川納德摸了摸下巴,虛眯着眼睛,冷冷地問道。
“嗯。”
聞言,川納德嘴角頓時掀起一道譏諷笑容,指節輕輕在桌面上敲打着,“給你三天時間,給我把那頭老虎弄到米加洲來。”
“如果三天之後我見不到那頭老虎的話……”
“你就永遠別出現在我視線當中了。”
“啊這……?”
聽得這話,蔡文青後背瞬間佈滿了冷汗,哆哆嗦嗦地上前小半步,趕忙道,“川總長,您剛纔也看到了啊!”
“那頭老虎超勇的啊!”
“我一個弱女子,怎麼可能鬥得過那頭老虎啊!”
“我什麼時候說讓你去和那頭老虎鬥了?”
川納德嘴角一挑,滿面玩味笑容地道,“根據目前收集到的信息,目前灣島絕大部分區域,已經有華夏的特戰隊駐紮了。”
“不過……”
“我會給你派過去一支特種任務小隊。”
“至於具體怎麼安排,就看你自己的了。”
說罷,川納德大手一揮,直接靠在椅子上閉目養神了起來。
“川……”
蔡文青緊蹙着眉頭,還想要說些什麼。
但看得川納德那副模樣,她也只得將到嘴邊的話給強行嚥了下去。
在朝着川納德訕笑着欠了欠身子之後,蔡文青便是踮着腳尖,小心翼翼地從川納德的私人辦公室中走了出去。
咔噠。
隨着一聲輕響傳來,門關上了。
確定那蔡文青已經走遠之後,川納德虛眯的眼睛便緩緩睜開,重重地乾咳了兩聲。
嘎吱。
又是一道輕響。
只不過這一次,打開的是他書櫃旁邊的一扇地下暗門。
地磚自動挪開,一層層的樓梯便是出現在了視線當中。
六名穿着迷彩服的年輕男子,排成一隊從那地下暗門走了出來,在川納德面前一字排開。
這六人的長相,皆是典型的西方人形象。
金黃的頭髮,白皙的面龐上沒有一絲一毫的笑容。
眼眸深處也宛若潛藏在海底的堅冰一般,沒有半點的溫度。
“你們剛纔都聽到了吧?”
川納德摸着下巴,徐徐開口問道。
那六人重重地點了點頭。
“具體怎麼完成任務,你們根據形勢自動判斷就行。

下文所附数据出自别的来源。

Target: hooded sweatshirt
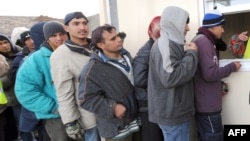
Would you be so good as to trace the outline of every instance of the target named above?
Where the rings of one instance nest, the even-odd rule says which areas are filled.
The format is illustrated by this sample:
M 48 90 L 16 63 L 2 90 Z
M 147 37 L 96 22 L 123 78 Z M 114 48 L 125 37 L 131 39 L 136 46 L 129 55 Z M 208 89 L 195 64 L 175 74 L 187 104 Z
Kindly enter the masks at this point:
M 20 35 L 25 32 L 25 31 L 29 31 L 28 28 L 26 27 L 15 27 L 11 33 L 11 41 L 13 44 L 16 44 L 16 42 L 18 41 L 18 39 L 20 38 Z
M 219 67 L 218 44 L 212 32 L 200 28 L 195 43 L 199 49 L 198 69 L 194 77 L 195 107 L 198 113 L 215 114 L 222 108 L 221 79 L 236 71 L 234 63 Z M 216 49 L 217 48 L 217 49 Z
M 178 15 L 178 16 L 176 16 Z M 177 125 L 194 114 L 192 78 L 198 57 L 194 50 L 184 50 L 188 12 L 166 7 L 161 15 L 161 36 L 150 52 L 148 75 L 149 120 Z
M 10 38 L 7 37 L 6 35 L 0 34 L 1 37 L 6 38 L 6 40 L 10 43 L 11 46 L 11 52 L 13 53 L 12 55 L 8 55 L 7 53 L 3 53 L 0 52 L 0 54 L 2 54 L 5 59 L 8 62 L 8 65 L 11 66 L 12 62 L 16 56 L 16 53 L 18 53 L 19 51 L 21 51 L 21 48 L 18 46 L 14 46 L 14 44 L 11 42 Z M 2 85 L 3 85 L 3 90 L 4 93 L 7 97 L 8 106 L 15 106 L 18 105 L 18 101 L 16 99 L 15 93 L 14 93 L 14 81 L 13 81 L 13 73 L 10 70 L 10 68 L 8 69 L 7 74 L 3 75 L 0 77 L 1 81 L 2 81 Z M 6 105 L 0 105 L 0 113 L 2 113 L 6 108 Z

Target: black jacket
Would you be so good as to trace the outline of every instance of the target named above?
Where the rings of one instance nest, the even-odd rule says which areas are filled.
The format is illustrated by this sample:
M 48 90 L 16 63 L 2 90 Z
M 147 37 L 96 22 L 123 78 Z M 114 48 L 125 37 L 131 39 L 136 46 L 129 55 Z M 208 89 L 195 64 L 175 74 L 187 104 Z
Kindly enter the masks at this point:
M 148 68 L 149 56 L 153 39 L 149 39 L 138 51 L 133 60 L 134 83 L 136 87 L 136 98 L 139 103 L 139 111 L 145 112 L 148 110 Z

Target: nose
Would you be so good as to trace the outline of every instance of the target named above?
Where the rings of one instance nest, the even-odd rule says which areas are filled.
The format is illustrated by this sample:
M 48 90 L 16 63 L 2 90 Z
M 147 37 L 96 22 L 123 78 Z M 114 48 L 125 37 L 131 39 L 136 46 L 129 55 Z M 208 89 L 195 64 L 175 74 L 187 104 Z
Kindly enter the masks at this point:
M 190 27 L 188 24 L 186 25 L 186 31 L 190 31 Z
M 116 40 L 119 42 L 119 43 L 122 43 L 122 38 L 120 36 L 117 36 L 116 37 Z

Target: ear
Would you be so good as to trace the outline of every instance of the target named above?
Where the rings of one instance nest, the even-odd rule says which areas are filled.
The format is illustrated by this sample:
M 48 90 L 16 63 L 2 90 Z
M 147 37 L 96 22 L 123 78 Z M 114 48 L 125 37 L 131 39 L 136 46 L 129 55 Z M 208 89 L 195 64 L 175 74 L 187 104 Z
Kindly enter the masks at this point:
M 64 25 L 63 28 L 64 28 L 64 30 L 65 30 L 66 32 L 69 32 L 69 29 L 68 29 L 68 26 L 67 26 L 67 25 Z
M 104 44 L 102 42 L 96 44 L 100 49 L 104 49 Z

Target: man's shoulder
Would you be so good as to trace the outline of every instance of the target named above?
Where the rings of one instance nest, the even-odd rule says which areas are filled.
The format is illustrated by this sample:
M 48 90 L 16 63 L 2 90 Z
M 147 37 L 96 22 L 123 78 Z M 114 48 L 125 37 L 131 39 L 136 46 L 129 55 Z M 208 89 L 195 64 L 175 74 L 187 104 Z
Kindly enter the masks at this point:
M 196 43 L 196 45 L 199 46 L 204 46 L 204 45 L 212 45 L 212 41 L 208 39 L 207 36 L 203 35 L 203 34 L 199 34 L 196 37 L 194 37 L 194 39 L 192 40 L 194 43 Z
M 205 35 L 203 35 L 203 34 L 195 35 L 194 38 L 192 39 L 192 42 L 203 39 L 204 37 L 205 37 Z
M 51 57 L 53 57 L 53 56 L 60 57 L 62 55 L 66 55 L 69 53 L 69 51 L 70 50 L 67 48 L 67 46 L 65 44 L 62 44 L 55 51 L 53 51 Z M 62 56 L 62 57 L 64 57 L 64 56 Z

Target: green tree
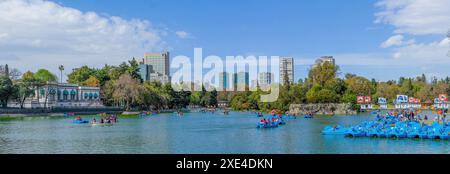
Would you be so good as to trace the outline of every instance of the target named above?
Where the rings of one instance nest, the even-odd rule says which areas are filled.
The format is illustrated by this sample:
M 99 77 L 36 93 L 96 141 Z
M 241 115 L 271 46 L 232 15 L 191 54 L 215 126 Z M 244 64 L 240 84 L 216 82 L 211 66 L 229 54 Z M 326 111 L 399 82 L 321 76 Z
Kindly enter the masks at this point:
M 306 100 L 308 103 L 318 103 L 319 102 L 319 91 L 322 90 L 322 87 L 319 85 L 314 85 L 309 91 L 306 93 Z
M 15 95 L 15 89 L 12 80 L 0 75 L 0 104 L 3 108 L 8 107 L 8 101 Z
M 113 97 L 116 101 L 123 102 L 127 111 L 139 100 L 142 86 L 129 74 L 124 74 L 114 83 Z
M 83 85 L 90 87 L 99 87 L 100 81 L 95 76 L 90 76 L 83 82 Z
M 57 81 L 56 75 L 46 69 L 39 69 L 36 73 L 34 73 L 34 78 L 44 83 Z
M 32 97 L 36 89 L 36 79 L 34 78 L 34 74 L 27 71 L 22 75 L 22 79 L 18 81 L 16 86 L 18 90 L 16 98 L 19 101 L 20 108 L 23 108 L 25 100 L 28 97 Z
M 51 95 L 51 87 L 49 85 L 46 86 L 46 84 L 48 82 L 57 82 L 56 75 L 46 69 L 39 69 L 36 73 L 34 73 L 34 78 L 36 79 L 36 88 L 39 90 L 38 100 L 41 95 L 44 95 L 44 108 L 47 108 L 47 99 L 48 96 Z
M 325 62 L 311 68 L 308 74 L 308 79 L 311 80 L 313 84 L 324 86 L 327 81 L 336 78 L 338 71 L 338 66 L 333 65 L 330 62 Z
M 319 103 L 336 103 L 339 101 L 339 97 L 332 90 L 322 89 L 317 93 L 317 101 Z
M 361 76 L 354 76 L 345 80 L 347 90 L 356 95 L 372 95 L 375 92 L 372 83 Z
M 374 99 L 383 97 L 391 101 L 395 99 L 397 94 L 399 94 L 400 89 L 396 83 L 381 82 L 378 83 L 376 91 L 377 92 L 374 95 Z
M 413 96 L 414 95 L 414 91 L 413 91 L 413 85 L 412 85 L 412 80 L 411 79 L 404 79 L 402 86 L 400 88 L 400 93 L 404 94 L 404 95 L 408 95 L 408 96 Z
M 106 81 L 104 85 L 102 85 L 100 87 L 100 99 L 102 100 L 103 104 L 106 106 L 117 106 L 117 102 L 114 99 L 114 81 L 113 80 L 109 80 Z
M 128 61 L 129 66 L 127 67 L 126 72 L 131 75 L 134 79 L 138 79 L 139 81 L 142 81 L 141 75 L 139 73 L 139 63 L 136 61 L 136 59 L 133 57 L 132 60 Z
M 208 106 L 217 107 L 217 91 L 213 89 L 208 95 Z
M 68 82 L 84 85 L 84 82 L 95 74 L 95 69 L 89 68 L 88 66 L 82 66 L 80 68 L 75 68 L 68 75 Z

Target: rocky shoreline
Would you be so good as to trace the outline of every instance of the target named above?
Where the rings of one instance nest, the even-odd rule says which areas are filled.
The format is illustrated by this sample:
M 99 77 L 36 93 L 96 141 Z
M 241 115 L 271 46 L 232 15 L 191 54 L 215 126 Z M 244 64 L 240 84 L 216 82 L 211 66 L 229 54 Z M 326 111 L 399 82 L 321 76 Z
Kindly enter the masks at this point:
M 346 103 L 291 104 L 289 112 L 296 115 L 314 113 L 317 115 L 355 115 L 358 112 Z

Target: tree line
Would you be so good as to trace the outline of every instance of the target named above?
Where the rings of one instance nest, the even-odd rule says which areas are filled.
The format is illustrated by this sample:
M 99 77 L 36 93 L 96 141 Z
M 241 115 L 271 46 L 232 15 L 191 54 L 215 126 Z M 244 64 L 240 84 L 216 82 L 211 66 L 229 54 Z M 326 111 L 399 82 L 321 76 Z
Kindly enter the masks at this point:
M 17 69 L 9 70 L 8 65 L 0 66 L 0 105 L 6 108 L 9 101 L 16 101 L 23 108 L 27 98 L 39 95 L 39 92 L 35 93 L 37 89 L 56 81 L 57 77 L 46 69 L 21 74 Z M 38 97 L 47 98 L 48 95 Z
M 373 99 L 384 97 L 393 101 L 397 95 L 403 94 L 421 99 L 422 102 L 433 102 L 439 94 L 450 95 L 450 78 L 427 79 L 424 74 L 415 78 L 400 77 L 399 80 L 377 81 L 355 74 L 339 77 L 339 66 L 325 62 L 313 66 L 307 78 L 290 84 L 284 78 L 276 102 L 259 101 L 261 94 L 267 92 L 246 91 L 231 97 L 230 105 L 235 110 L 280 111 L 289 110 L 290 104 L 308 103 L 350 103 L 357 109 L 357 96 L 372 96 Z M 372 101 L 376 103 L 376 100 Z
M 37 72 L 27 71 L 23 75 L 0 66 L 0 105 L 7 107 L 8 102 L 16 101 L 24 107 L 26 99 L 36 97 L 48 82 L 57 82 L 56 75 L 46 69 Z M 13 72 L 19 72 L 14 69 Z M 17 77 L 16 77 L 17 76 Z M 197 107 L 216 107 L 217 91 L 176 91 L 171 84 L 156 81 L 143 81 L 139 75 L 139 64 L 135 59 L 118 66 L 105 65 L 102 68 L 82 66 L 68 74 L 68 83 L 82 86 L 99 87 L 100 99 L 106 106 L 123 107 L 125 110 L 161 110 L 182 109 L 188 105 Z M 44 89 L 45 90 L 45 89 Z M 48 97 L 48 93 L 45 96 Z M 47 101 L 47 100 L 45 100 Z M 44 103 L 46 107 L 46 103 Z
M 421 75 L 415 78 L 400 77 L 397 81 L 376 81 L 355 74 L 345 74 L 344 77 L 339 77 L 339 74 L 337 65 L 325 62 L 313 66 L 308 77 L 295 84 L 290 84 L 285 77 L 278 100 L 271 103 L 260 101 L 260 96 L 270 91 L 264 92 L 259 88 L 256 91 L 218 92 L 202 86 L 201 91 L 191 92 L 174 90 L 171 84 L 144 82 L 135 59 L 102 68 L 75 68 L 68 74 L 67 82 L 100 87 L 100 98 L 106 106 L 119 106 L 126 110 L 181 109 L 189 105 L 217 107 L 220 100 L 229 101 L 235 110 L 287 111 L 290 104 L 303 103 L 351 103 L 356 108 L 358 95 L 369 95 L 374 99 L 384 97 L 392 101 L 397 94 L 403 94 L 432 102 L 439 94 L 450 94 L 449 77 L 427 79 Z M 20 74 L 16 69 L 8 70 L 0 66 L 0 105 L 7 107 L 8 101 L 17 101 L 23 107 L 27 98 L 39 95 L 34 92 L 36 89 L 56 81 L 57 77 L 46 69 Z
M 143 81 L 136 59 L 118 66 L 102 68 L 82 66 L 68 74 L 67 82 L 83 86 L 100 87 L 100 99 L 106 106 L 125 110 L 182 109 L 187 106 L 216 107 L 217 91 L 176 91 L 170 83 Z

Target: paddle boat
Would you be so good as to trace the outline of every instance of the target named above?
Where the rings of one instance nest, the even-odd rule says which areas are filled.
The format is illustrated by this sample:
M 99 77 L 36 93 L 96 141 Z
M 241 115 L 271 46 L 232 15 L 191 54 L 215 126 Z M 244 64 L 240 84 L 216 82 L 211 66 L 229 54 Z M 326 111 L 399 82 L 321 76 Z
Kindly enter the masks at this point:
M 378 127 L 371 128 L 367 131 L 368 137 L 379 137 L 378 136 L 379 134 L 380 134 L 380 129 Z
M 305 116 L 303 116 L 303 118 L 308 118 L 308 119 L 310 119 L 310 118 L 314 118 L 314 116 L 312 116 L 312 115 L 305 115 Z
M 345 136 L 347 136 L 347 137 L 363 137 L 363 136 L 366 136 L 366 132 L 364 131 L 364 129 L 362 127 L 358 126 L 358 127 L 350 128 L 350 130 L 345 133 Z
M 395 127 L 388 127 L 386 129 L 386 138 L 395 138 L 396 131 Z
M 444 127 L 441 134 L 439 135 L 439 138 L 441 140 L 448 140 L 450 139 L 450 127 Z
M 322 134 L 324 135 L 345 135 L 348 132 L 348 129 L 342 127 L 340 125 L 337 126 L 327 126 L 322 130 Z
M 266 122 L 266 123 L 263 123 L 263 122 L 259 122 L 257 125 L 256 125 L 256 127 L 257 128 L 275 128 L 275 127 L 278 127 L 278 123 L 276 123 L 276 122 Z
M 74 124 L 86 124 L 86 123 L 89 123 L 88 120 L 73 120 L 72 122 Z
M 407 134 L 406 134 L 406 129 L 401 127 L 395 130 L 395 138 L 406 138 Z
M 420 138 L 420 126 L 410 126 L 407 130 L 408 138 Z
M 286 122 L 283 119 L 277 119 L 275 122 L 278 123 L 278 125 L 285 125 Z
M 381 128 L 378 130 L 378 132 L 376 133 L 376 136 L 378 138 L 386 138 L 387 137 L 387 133 L 386 133 L 386 128 Z

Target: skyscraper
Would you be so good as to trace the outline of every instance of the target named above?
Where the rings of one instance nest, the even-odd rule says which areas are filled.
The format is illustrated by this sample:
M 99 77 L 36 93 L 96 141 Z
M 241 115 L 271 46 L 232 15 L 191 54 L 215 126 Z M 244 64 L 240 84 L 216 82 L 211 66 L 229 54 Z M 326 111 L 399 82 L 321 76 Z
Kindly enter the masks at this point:
M 144 81 L 168 83 L 170 80 L 169 52 L 145 53 L 139 65 L 139 74 Z
M 228 88 L 230 87 L 229 80 L 230 80 L 229 73 L 227 73 L 227 72 L 219 73 L 219 91 L 228 90 Z
M 234 74 L 234 87 L 237 91 L 246 90 L 246 88 L 248 88 L 249 85 L 250 85 L 250 75 L 248 72 L 239 72 Z
M 285 79 L 287 77 L 287 79 Z M 280 58 L 280 82 L 285 85 L 285 80 L 290 84 L 294 83 L 294 58 L 281 57 Z
M 141 75 L 142 80 L 150 80 L 150 74 L 152 73 L 152 66 L 146 64 L 139 64 L 139 75 Z
M 144 64 L 151 65 L 153 73 L 169 76 L 169 63 L 169 52 L 144 54 Z
M 258 74 L 258 85 L 260 87 L 268 87 L 272 84 L 273 76 L 270 72 L 260 72 Z
M 315 64 L 313 65 L 313 68 L 318 65 L 323 65 L 325 62 L 329 62 L 332 65 L 335 65 L 335 60 L 333 56 L 322 56 L 316 60 Z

”
川納德嘴角一揚,繼續道,“你們的任務,只有一個。”
“就是把那頭老虎給我弄到手!”
“六角大樓那邊會授予你們開火的權限。”
“只要能弄到那頭老虎,傷亡不論。”
聽得川納德這話,那身着迷彩裝的六人面龐上頓時浮現出一道淡淡笑容來。
但不論是誰看到這種笑容,心中都不會生出半點的溫暖感來。
因爲在那笑容內,有的只是無盡的殺意。